Supreme Court reignites battle over painting stolen by Nazis

WASHINGTON (AP) — The Supreme Court on Thursday upheld a California man’s hope of recovering a prized Impressionist masterpiece taken from his family by the Nazis and now on display in a Spanish museum.

The issue in the case was not directly whether San Diego resident David Cassirer can recover French Impressionist Camille Pissarro’s streetscape. Instead, the question was how to determine which property laws – Spanish or Californian – ultimately apply to resolve the dispute over “Rue Saint-Honoré in the afternoon, effect of the rain “. The painting of a Paris street with horse-drawn carriages and a fountain is worth tens of millions of dollars today.

The lower courts had concluded that Spanish property law should ultimately govern the case and that under Spanish law the museum was the rightful owner of the painting which the family had believed for more than half a year. century lost or destroyed. If the Supreme Court had upheld this decision, the case would have been closed. Instead, the judges unanimously sided with Cassirer and sent the case to the lower courts, where he still faces hurdles to get the painting back.

The museum and Cassirer could also reach an agreement rather than continuing to fight in court.

Judge Elena Kagan wrote in the court’s 9-page opinion that “the road to our decision was as short as the hunt for rue Saint-Honoré was long; our decision is as simple as the dispute over its rightful owner was vexed.

In statements, Cassirer’s attorneys applauded the decision. David Boies, who argued the case before the judges, called it “a great day for the Cassirer family and for anyone who cares about justice”.

Cassirer’s lawyer, Scott Gant, said he hoped Spain and the foundation that runs the museum for the Spanish government would “reflect and conclude that they should return the painting rather than maintain their longstanding denial. to do what is right”.

In deciding the case, lower courts criticized Spain for failing to fulfill its commitments to return Nazi-looted art.

Lawyers for the museum did not immediately respond to messages seeking their reaction to the ruling.

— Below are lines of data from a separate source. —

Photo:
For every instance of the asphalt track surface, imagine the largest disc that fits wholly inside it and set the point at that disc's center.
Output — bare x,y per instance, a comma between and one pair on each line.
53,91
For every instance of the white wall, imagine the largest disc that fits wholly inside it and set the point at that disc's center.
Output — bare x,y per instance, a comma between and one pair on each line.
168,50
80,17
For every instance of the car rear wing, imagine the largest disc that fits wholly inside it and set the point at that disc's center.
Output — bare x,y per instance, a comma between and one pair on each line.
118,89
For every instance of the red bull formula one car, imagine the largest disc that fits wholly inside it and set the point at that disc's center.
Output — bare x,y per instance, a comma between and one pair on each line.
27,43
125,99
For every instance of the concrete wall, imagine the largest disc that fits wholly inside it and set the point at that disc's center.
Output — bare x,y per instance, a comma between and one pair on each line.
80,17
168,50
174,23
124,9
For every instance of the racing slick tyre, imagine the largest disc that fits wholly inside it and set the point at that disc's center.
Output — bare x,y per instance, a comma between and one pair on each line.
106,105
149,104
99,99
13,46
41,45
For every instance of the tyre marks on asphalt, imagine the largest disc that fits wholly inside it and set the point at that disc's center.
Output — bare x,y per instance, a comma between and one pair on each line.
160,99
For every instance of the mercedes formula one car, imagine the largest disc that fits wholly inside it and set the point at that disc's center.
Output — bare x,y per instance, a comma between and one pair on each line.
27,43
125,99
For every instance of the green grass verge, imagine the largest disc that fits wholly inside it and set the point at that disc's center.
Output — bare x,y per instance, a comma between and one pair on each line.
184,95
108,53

The story of the stolen Pissarro painting goes back to Cassirer’s great-grandmother, Lilly Cassirer, a German Jew. She had owned the 1897 oil painting, one of a series of 15 that Pissarro painted of a Paris street seen from his hotel window.

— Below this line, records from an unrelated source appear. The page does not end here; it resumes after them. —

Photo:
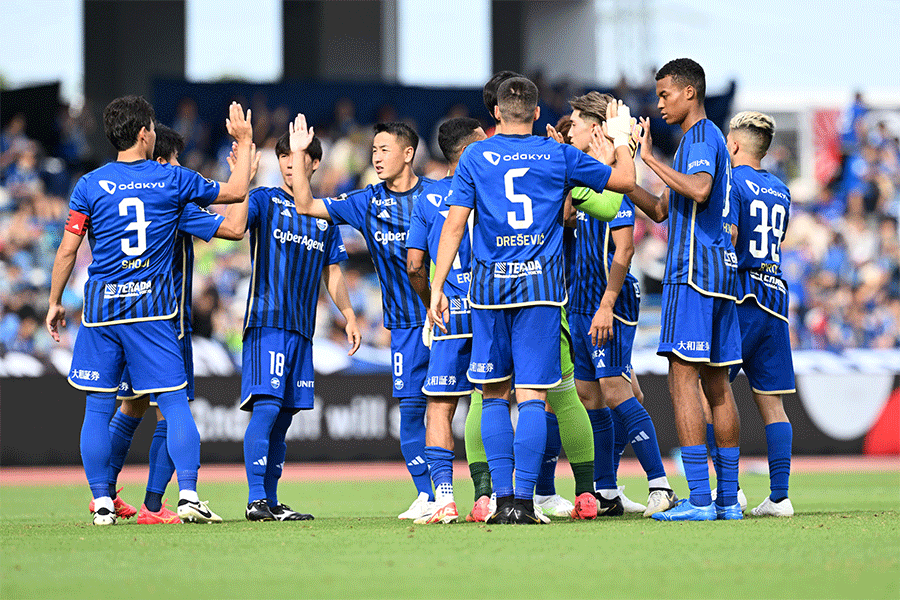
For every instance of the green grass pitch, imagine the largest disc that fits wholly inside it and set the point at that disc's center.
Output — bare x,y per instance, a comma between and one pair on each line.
843,543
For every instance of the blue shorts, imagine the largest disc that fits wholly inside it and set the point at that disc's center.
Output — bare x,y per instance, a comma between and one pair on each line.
126,391
409,362
277,362
447,368
699,328
766,348
598,362
522,340
149,347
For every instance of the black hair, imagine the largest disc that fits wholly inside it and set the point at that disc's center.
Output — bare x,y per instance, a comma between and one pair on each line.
517,99
403,132
453,133
168,143
283,146
685,72
123,119
489,91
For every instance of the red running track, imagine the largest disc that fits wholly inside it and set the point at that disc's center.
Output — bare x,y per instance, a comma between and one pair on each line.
393,471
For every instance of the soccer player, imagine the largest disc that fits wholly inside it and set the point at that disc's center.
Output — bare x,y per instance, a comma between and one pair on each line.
446,379
604,305
760,208
130,208
699,333
290,254
194,221
568,425
517,184
381,213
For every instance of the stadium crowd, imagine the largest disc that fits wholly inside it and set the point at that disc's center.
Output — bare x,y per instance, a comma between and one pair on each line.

After the Nazis came to power and years of escalating persecution, Lilly Cassirer and her husband decided to flee Germany. In 1939, in order to obtain visas to leave, she gave up Pissarro’s painting to the Nazis.

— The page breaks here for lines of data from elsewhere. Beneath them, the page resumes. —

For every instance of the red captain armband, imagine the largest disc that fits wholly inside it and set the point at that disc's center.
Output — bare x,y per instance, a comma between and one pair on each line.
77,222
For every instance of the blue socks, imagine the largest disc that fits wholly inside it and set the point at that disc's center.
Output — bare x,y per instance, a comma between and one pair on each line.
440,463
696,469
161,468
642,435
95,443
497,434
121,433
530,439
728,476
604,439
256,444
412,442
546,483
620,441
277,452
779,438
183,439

The painting changed hands several times thereafter. It is now part of the collection of the Thyssen-Bornemisza National Museum in Madrid, which fought to preserve it. He is said to be worth over $30 million.

In 1958, Lilly Cassirer reached a monetary settlement with the German government worth approximately $250,000 in today’s dollars, but she did not waive her rights to try to sue the painting if she was showing up.

In fact, the painting was not lost or destroyed but traveled to the United States, where it spent 25 years in the hands of various collectors before being purchased in 1976 by Baron Hans Heinrich Thyssen-Bornemisza of Lugano. , in Swiss. He owned it until the 1990s, when he sold much of his art collection to Spain for over $300 million. The Thyssen-Bornemisza National Museum, a renovated palace, now houses the collection.

In 2000, Lilly Cassirer’s grandson, Claude Cassirer, learned of the painting’s whereabouts. Spain rejected his attempts to get it back, however, and he eventually filed a lawsuit in his home state of California in 2005. Claude Cassirer died in 2010. It is his son David who is now fighting for the return of the piece .

In his view, Kagan wrote that in trials like Cassirer’s, foreign parties should be treated as a private party would be. The “standard rule” is that the rules of the state where the lawsuit is filed should apply, she said.

This means that lower courts should have consulted California rules on which law to use to resolve the case. That doesn’t necessarily mean Cassirer will win. A lower court said that under California rules — which require determining whether California or Spanish property law should apply — Spanish law would still apply and the museum would win.

Kagan, one of two Jewish judges on the court, ended the notice by attaching an image of the painting and an image of the painting that hung in Lilly Cassirer’s living room in Germany.

The case is David Cassirer v. Thyssen-Bornemisza Collection Foundation, 20-1566.